1) Pingree believes the health care situation in Maine and everything that has transpired result from public servants trying to make things right for the people, and that insurance companies have left the state because they don't like being told how to run their business.

2) Pingree and the rest have a horizon that doesn't extend much beyond the next election. Her comments on the economy, deficits, etc, which were very general, telegraphed an almost total lack of concern for the state of our Government's finances. Almost like it's monopoly money, and not much else. She seemed inclined to blame the deficits on the economy not growing fast enough, not spending growing well beyond the projected GDP growth. If she's at all troubled by this, she hid her anxieties well.

3) Similarly, I don't think she and her associates spend anytime thinking about the consequences of the policies they propose and enact. In the tax world, they lean towards static analysis, assuming that people don't change their behavior to account for tax policy changes. They seem to look at health care reform the same way, and that's how they argue that you can keep your plans, because they delude themselves into believing that nothing else would change with new federal policy.

Funny how if you flush an old style toilet, or drive a car that gets less than 100 miles a gallon, you're sure to cause the earth to die, but where Government policy is concerned, it's "don't worry, be happy." Nothing will change.

4) Both explicitly and implicitly, they consider the insurance industry to be villains.

5) She tried the "how many of you are on medicare" ploy to encourage support of Government operated health care. I later responded that I was on Medicare, and that it was a direct consequence of government policy enacting the program.

Before Medicare came to pass, my employer provided health care coverage for retiring employees.
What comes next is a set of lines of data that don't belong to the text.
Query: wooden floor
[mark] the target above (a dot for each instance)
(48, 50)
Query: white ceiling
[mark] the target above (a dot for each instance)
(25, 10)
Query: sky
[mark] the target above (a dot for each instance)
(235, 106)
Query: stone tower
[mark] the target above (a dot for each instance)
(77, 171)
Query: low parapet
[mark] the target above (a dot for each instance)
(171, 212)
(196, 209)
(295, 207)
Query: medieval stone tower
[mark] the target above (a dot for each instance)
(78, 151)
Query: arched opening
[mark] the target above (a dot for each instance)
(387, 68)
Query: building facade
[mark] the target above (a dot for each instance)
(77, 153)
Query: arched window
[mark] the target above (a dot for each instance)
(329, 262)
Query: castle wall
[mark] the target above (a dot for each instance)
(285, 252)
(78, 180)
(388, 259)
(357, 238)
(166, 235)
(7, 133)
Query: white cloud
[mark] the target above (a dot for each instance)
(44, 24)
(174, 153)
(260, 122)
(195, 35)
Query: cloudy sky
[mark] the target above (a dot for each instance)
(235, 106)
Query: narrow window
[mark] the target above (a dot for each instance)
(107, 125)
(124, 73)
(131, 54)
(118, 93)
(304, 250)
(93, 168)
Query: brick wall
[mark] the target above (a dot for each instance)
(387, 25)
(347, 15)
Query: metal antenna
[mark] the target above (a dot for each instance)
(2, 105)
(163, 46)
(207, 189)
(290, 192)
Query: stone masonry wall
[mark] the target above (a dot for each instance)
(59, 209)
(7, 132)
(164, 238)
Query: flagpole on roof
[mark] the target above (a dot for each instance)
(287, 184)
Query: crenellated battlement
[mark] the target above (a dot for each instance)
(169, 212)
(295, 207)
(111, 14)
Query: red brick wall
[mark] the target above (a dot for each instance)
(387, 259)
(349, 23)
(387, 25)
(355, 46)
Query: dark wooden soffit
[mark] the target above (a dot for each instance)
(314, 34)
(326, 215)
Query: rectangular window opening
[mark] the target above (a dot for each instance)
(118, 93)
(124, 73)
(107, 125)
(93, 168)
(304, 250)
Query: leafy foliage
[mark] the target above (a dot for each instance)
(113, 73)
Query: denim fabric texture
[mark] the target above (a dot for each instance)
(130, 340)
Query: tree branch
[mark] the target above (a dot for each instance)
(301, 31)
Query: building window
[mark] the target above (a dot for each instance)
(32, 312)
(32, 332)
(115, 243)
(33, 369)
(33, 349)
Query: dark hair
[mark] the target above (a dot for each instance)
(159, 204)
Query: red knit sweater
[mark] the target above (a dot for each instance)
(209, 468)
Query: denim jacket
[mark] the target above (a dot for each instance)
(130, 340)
Once Medicare was enacted, that coverage ceased at age 65, and why wouldn't it? I retired at 56 and was on my employers plan until I reached 65, at which point I no longer had that option.

She responded by saying "there are still lots of companies that provide health care for their retired employees."

We know Government employees, especially teachers, get it for life. Beyond that, I'd be surprised if any private companies offer/provide group policy access beyond age 65. Why would they do such a thing?

6) It was clear to me that Pingree lives in a world where Government is viewed as one giant social program. Every time she mentioned hearing from people, you could file it under those people looking for Government to give them something they want. Either housing help, or health care help, or help with this and help with that.

This has been obvious for some time...the view that Government is a giant sugar daddy. But it's always useful to hear the comments of one of your elected benefactors to remind you just how pervasive this reality has become. I don't think they're a bit concerned about managing the enterprise, as I think of it. They're only interested in shoveling money and benefits around to those they deem worthy.

In conclusion, you missed nothing. Unless you like having your suspicions confirmed on a regular basis. I'm reminded of the Grover Norquist book of a few years back called "Leave Us Alone: : Getting the Government's Hands Off Our Money, Our Guns, Our Lives." In it, the author divides the country into two broad coalitions - the takings coalition, and the leave us alone coalition.

Your correspondent is in the latter group; sadly, it is abundantly clear that our "public servants" in Government are fully engaged catering to the former group. And almost no-one in office wants to face the reality that such an arrangement is doomed to collapse.

The only question is when. From my little perch in the yum-yum tree, it looks like when is much sooner than anyone will talk about.